Im Frühjahr 2017 machte der ehemalige Ghostwriter von Helmut Kohl Schlagzeilen. Das Landgericht Köln verurteilte ihn zu einer Million Euro Schadenersatz, weil er eigenmächtig vertrauliche Informationen des Alt-Bundeskanzlers veröffentlicht hatte. Da drängt sich die Frage auf: Wie kann sich ein Autor vor einem Vertrauensbruch durch seinen Ghostwriter schützen?

Eigentlich gehört Diskretion zum Geschäft. Wenn Sie einen Ghostwriter beauftragen, sollten Sie sich auf absolute Vertraulichkeit verlassen können. Der Punkt ist nämlich: Ihr Ghostwriter kann nur dann einen guten Text schreiben, wenn er Sie und Ihr Anliegen wirklich versteht. Das jedoch erfordert Offenheit – ein Stück Preisgabe Ihrer selbst.

Der Ghostwriter muss Ihre Motive verstehen

Überlegen Sie einmal, was passiert, wenn Sie ein gutes Fachbuch lesen. Im Idealfall gehen Sie mit dem Autor eine Beziehung ein. Sie vertrauen sich ihm an und lassen sich von ihm durch das Thema führen. Genau darin liegt der zentrale Nutzen des Fachbuchs: Ein erfahrener Experte gibt Orientierung in einem komplexen Wissensgebiet.

Was bedeutet das für den Autor? Die Herausforderung liegt darin, ein persönliches Verhältnis zu seinen  Lesern aufzubauen. Inhaltliche Exzellenz reicht hierfür nicht aus. Vielmehr gilt es, den Leser auch emotional zu erreichen und ihm das Gefühl zu geben: „Dieser Autor ist für mich der richtige Experte, dem ich gerne auch über 200 bis 300 Buchseiten folgen möchte.“

Als Autor bedeutet das für Sie, neben Ihrem Fachwissen auch ein Stückweit Ihre Persönlichkeit in das Buch einzubringen.
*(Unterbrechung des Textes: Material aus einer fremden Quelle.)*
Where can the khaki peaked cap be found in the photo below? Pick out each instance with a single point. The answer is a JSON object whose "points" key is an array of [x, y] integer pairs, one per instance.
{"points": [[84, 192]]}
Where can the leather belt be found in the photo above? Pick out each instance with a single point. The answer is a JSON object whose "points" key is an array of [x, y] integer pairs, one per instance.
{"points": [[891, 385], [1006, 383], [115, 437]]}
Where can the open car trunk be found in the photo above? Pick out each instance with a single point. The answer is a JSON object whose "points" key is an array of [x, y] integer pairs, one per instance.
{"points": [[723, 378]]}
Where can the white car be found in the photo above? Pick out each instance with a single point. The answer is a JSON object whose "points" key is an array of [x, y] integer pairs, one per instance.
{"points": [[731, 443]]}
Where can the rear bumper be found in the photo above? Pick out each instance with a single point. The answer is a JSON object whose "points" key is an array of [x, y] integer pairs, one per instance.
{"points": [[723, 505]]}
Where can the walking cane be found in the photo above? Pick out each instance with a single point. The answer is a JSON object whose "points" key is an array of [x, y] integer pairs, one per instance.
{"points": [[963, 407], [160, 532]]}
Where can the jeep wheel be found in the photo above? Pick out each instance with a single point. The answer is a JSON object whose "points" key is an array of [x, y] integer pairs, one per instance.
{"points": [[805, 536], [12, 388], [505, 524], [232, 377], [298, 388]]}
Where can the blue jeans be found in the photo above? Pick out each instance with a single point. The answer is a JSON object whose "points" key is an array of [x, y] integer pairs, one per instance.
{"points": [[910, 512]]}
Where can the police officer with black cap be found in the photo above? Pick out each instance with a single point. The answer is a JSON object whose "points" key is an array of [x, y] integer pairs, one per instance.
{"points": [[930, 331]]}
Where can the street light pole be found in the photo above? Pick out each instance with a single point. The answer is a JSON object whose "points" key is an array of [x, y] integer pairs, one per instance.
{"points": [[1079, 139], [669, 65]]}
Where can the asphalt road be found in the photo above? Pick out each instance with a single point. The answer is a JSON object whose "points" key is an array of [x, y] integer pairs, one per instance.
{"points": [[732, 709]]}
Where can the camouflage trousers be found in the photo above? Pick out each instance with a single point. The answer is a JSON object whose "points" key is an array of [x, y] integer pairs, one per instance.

Das kann durch einen persönlich gefärbten Schreibstil geschehen, durch eine souveräne Haltung, die eher zwischen den Zeilen deutlich wird, oder durch eigene Erlebnisse, die Sie in den Fachtext einstreuen.

Wenn Sie nun einen Ghostwriter engagieren, übertragen Sie ihm auch die Aufgabe, diese persönliche Leserbeziehung herzustellen. Deshalb genügt es nicht, ihn allein mit den Inhalten zu versorgen. Vielmehr muss er auch Motive und Hintergründe kennen, die hinter dem Auftrag stehen. Soll das Buch ein Erfolg werden, müssen Sie ihm ziemlich viel von sich selbst preisgeben. Weit mehr, als am Ende veröffentlicht wird.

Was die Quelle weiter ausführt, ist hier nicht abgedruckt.